I thought the same thing...I thought that hand was either really small or that's a big slingshot!LOL!


----------



## Dayhiker (Mar 13, 2010)

Nice shooter and great work as always, maestro.


----------



## Xidoo (Aug 14, 2010)

Mai,

Muy wena, manque yo no creibo que tenga que hacerle a la copiadora con tantisima inspiracion que se carga en la sesera. Muy buena veta la de aste que siempre da con que deleitar al pupila y sus eternos pupilos. Saludotes mai







.


----------



## philly (Jun 13, 2010)

A masterpiece for sure. 
Philly


----------



## e~shot (Jun 3, 2010)

mouthwatering


----------



## lightleak (Jan 30, 2012)

Beautiful shape and impressive wood structure, really like it!


----------



## Chepo69 (May 1, 2010)

newconvert said:


> Beautiful shape and impressive wood structure, really like it!


Thanks friend


----------



## akmslingshots (Mar 2, 2012)

absolutely stunning


----------



## The Gopher (Aug 25, 2010)

Gosh i love your slingshots... and your photography.


----------



## Pro-Shot (UK) Catapults (Apr 21, 2010)

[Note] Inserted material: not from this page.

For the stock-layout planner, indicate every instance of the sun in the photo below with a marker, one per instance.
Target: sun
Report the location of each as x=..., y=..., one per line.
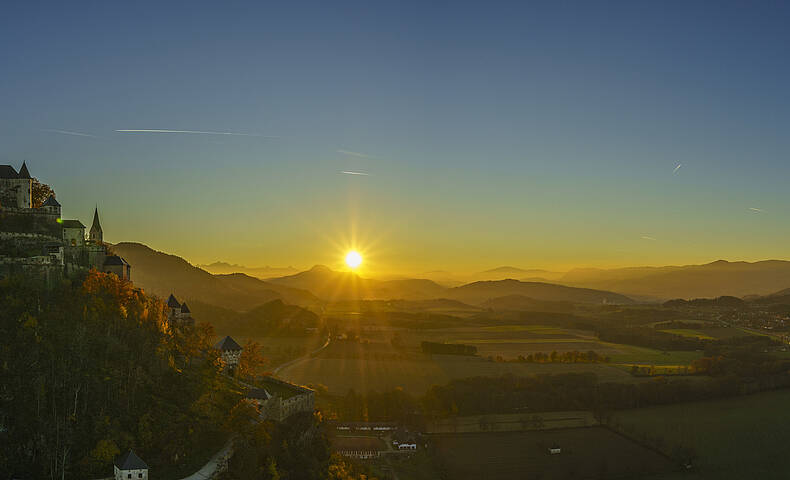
x=353, y=259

The Milbro "BEAST" nice work


----------



## Sean (Nov 17, 2011)

Yes, it's a really nice job indeed! It's really the wood structure that I am always amazed at with these slingshots of yours Chepo.


----------



## mckee (Oct 28, 2010)

wow beautiful Job chepo looks very traditional !


----------



## Daniel J (Dec 15, 2010)

send it to pete for casting? and nice slingshot and photography.


----------



## Chepo69 (May 1, 2010)

akmslingshots said:


> send it to pete for casting? and nice slingshot and photography.


Perhaps there is some competition on that?

I do not know.


----------



## harson (Oct 21, 2011)

very nice


----------